Characterization of the sensitizing potential of chemicals by in vitro analysis of dendritic cell activation and skin penetration.

Development of in vitro models to identify sensitizing chemicals receives public interest since animal testing should be avoided whenever possible. In this article we analyze two essential properties of sensitizing chemicals: skin penetration and dendritic cell (DC) activation. Activation of immature DC derived from peripheral blood monocytes was evaluated by flow cytometric analysis of CD86 positive cells and quantitative measurement of interleukin-1beta and aquaporin P3 gene expression. The sensitizer 2,4,6-trinitrobenzenesulfonic acid induced a concentration-dependent response for all parameters, whereas the irritant sodium lauryl sulfate did not.
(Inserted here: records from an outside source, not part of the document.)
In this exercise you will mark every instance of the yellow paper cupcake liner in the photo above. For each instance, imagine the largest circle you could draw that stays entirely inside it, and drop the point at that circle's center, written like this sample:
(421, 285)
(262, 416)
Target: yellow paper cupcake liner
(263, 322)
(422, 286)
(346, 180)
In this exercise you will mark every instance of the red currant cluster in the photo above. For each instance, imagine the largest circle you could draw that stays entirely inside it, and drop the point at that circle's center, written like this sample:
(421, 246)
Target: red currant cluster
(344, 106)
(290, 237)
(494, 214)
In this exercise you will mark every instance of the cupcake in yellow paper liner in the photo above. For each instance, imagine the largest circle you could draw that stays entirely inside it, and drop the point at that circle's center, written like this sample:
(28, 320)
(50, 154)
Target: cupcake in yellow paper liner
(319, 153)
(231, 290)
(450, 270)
When two related aromatic amines, p-toluylenediamine (PTD) and hydroxyethyl-p-phenylenediamine (HE-PPD) were tested, both induced substantial DC activation indicating their potential sensitizing properties. These findings contrasted with in vivo results: in murine local lymph node assays (LLNA) PTD, but not HE-PPD, was sensitizing using acetone/aqua/olive oil as vehicle. Skin penetration measurement revealed that this was due to bioavailability differences. On retesting HE-PPD in the LLNA using the penetration enhancer dimethylsulfoxide as vehicle, it induced a specific response. We conclude that in vitro analysis of DC activation capability of the two selected chemicals demonstrates that prediction of skin sensitization potential is possible provided that skin penetration data indicate sufficient bioavailability of the test compound.